Ia menjelaskan, dalam kasus di Makassar itu jumlah mafia tanahnya hanya sedikit. Namun mereka memiliki banyak beking yang mengawal perkara itu. Hingga akhirnya, kasus tersebut ditangani Mahkamah Agung dan aset-aset tersebut dikembalikan ke negara.

Baca Juga: Belajar dari Kasus Sentul City vs Rocky Gerung, Ini Tips Hindari Sengketa Tanah

Kini mafia tanah yang terlibat kasus itu sudah diringkus polisi. Tapi di banyak kasus, saat proses pengadilan masih berjalan, mereka masih mampu mengalihkan kepemilikan tanpa sepengetahuan pemilik yang sah. Setelah itu, tiba-tiba terdapat penggusuran.

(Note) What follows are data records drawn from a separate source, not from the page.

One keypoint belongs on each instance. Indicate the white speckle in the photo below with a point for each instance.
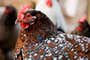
(48, 41)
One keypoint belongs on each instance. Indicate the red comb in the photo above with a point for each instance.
(82, 19)
(24, 8)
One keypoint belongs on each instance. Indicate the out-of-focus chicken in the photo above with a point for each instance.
(8, 30)
(53, 10)
(83, 28)
(41, 41)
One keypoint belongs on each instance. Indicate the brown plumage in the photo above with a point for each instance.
(41, 41)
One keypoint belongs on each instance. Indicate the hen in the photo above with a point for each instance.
(41, 41)
(8, 30)
(53, 10)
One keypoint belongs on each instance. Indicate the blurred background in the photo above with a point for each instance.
(72, 11)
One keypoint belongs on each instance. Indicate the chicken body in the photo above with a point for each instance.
(41, 41)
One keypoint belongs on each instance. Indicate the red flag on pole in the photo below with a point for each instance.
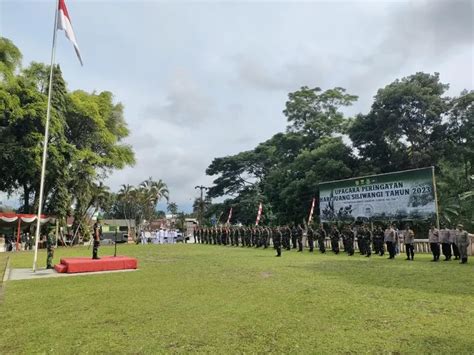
(65, 24)
(259, 214)
(311, 211)
(230, 216)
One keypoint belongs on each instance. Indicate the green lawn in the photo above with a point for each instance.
(234, 300)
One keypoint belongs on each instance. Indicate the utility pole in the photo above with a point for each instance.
(201, 203)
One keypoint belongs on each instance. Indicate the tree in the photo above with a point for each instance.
(404, 128)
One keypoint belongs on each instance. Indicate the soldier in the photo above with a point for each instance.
(299, 237)
(277, 237)
(366, 237)
(463, 239)
(452, 239)
(97, 234)
(294, 236)
(389, 238)
(50, 244)
(195, 235)
(310, 236)
(334, 235)
(378, 241)
(433, 238)
(445, 243)
(348, 235)
(285, 234)
(321, 235)
(409, 240)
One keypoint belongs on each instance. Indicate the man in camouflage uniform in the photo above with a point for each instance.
(334, 235)
(299, 237)
(50, 244)
(310, 236)
(409, 240)
(445, 243)
(286, 236)
(463, 239)
(97, 234)
(293, 236)
(433, 238)
(277, 238)
(378, 241)
(321, 236)
(366, 237)
(348, 238)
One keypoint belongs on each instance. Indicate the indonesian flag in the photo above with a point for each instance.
(311, 211)
(64, 23)
(259, 214)
(230, 216)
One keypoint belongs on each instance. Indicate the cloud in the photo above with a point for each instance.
(185, 103)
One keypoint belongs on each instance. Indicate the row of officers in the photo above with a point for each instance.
(452, 242)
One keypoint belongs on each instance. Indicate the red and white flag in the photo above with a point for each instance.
(230, 216)
(65, 24)
(259, 214)
(311, 211)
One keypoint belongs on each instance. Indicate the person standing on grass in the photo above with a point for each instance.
(366, 236)
(299, 237)
(334, 235)
(50, 244)
(389, 237)
(445, 243)
(97, 234)
(433, 239)
(321, 236)
(378, 241)
(452, 240)
(463, 239)
(409, 240)
(277, 237)
(310, 236)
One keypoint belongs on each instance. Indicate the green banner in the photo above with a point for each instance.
(403, 195)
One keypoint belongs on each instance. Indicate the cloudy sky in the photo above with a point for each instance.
(207, 79)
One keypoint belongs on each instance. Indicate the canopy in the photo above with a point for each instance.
(12, 219)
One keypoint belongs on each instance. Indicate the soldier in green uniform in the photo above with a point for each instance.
(50, 244)
(299, 237)
(409, 240)
(334, 235)
(463, 239)
(310, 236)
(321, 235)
(366, 240)
(348, 236)
(378, 241)
(277, 237)
(97, 233)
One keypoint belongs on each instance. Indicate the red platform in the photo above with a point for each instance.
(106, 263)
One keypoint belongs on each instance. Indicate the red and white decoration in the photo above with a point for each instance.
(259, 214)
(230, 216)
(65, 24)
(311, 211)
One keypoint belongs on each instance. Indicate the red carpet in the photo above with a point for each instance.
(106, 263)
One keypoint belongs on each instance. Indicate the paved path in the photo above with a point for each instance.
(28, 274)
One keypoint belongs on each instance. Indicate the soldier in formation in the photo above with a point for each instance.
(454, 242)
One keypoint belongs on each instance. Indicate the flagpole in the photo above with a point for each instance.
(46, 134)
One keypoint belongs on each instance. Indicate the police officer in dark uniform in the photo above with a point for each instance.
(97, 234)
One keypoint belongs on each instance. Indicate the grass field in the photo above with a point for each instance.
(217, 299)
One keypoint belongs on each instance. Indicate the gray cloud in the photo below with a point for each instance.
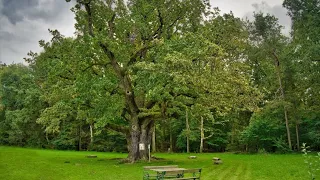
(14, 9)
(48, 10)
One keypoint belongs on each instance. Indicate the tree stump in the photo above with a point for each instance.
(216, 160)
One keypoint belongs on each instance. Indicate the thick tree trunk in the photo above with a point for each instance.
(171, 139)
(79, 143)
(202, 135)
(141, 134)
(188, 130)
(91, 133)
(297, 133)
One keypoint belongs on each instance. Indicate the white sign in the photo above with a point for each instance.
(141, 147)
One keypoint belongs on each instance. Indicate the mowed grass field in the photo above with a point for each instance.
(24, 163)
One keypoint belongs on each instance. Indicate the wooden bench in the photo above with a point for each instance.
(175, 173)
(147, 171)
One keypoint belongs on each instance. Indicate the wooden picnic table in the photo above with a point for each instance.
(171, 172)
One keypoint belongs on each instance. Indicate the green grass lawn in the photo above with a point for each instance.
(22, 163)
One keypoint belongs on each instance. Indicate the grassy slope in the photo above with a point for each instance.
(21, 163)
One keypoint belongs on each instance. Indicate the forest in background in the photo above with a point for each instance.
(173, 74)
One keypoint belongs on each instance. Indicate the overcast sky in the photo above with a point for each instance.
(24, 22)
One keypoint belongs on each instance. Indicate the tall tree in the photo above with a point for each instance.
(268, 43)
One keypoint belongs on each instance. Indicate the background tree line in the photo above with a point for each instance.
(174, 74)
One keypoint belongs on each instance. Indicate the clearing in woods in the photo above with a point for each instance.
(23, 163)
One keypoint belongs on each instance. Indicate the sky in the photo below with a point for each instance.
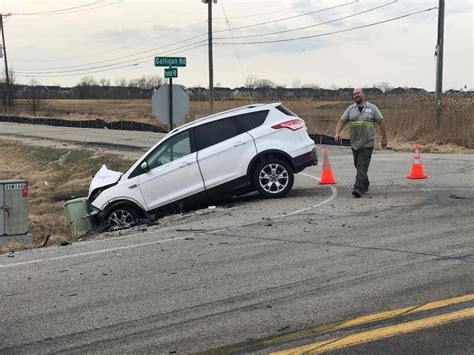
(293, 43)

Lalu ada lagi kasus tanah seseorang diperebutkan oleh 2 pihak mafia yang sama sekali tidak dikenal oleh pemilik sah.

Mereka bertarung merebutkan klaim di pengadilan pertama, tinggi, kasasi, hingga peninjauan kembali.

"Di PK kalah si B nanti tinggal dieksekusi, dieksekusi tanah orang yang nggak tahu apa-apa karena sudah ada keputusan. Jadi praktek-praktek mafia tanah ini luar biasa," pungkasnya.

Untuk mencegah ketelibatan hakim dengan mafia tanah dalam proses persidangan, Komisi Yudisial (KY) menyatakan masyarakat bisa meminta permohonan pemantauan terhadap persidangan kasus pertanahan.

Terutama kasus yang melibatkan jaringan mafia tanah yang bekerja secara sistematis dan terorganisir dari hulu sampai ke hilir. Permintaan itu secara resmi juga sudah disampaikan Sofyan Djalil kepada Ketua KY Mukti Fajar Nur Dewata.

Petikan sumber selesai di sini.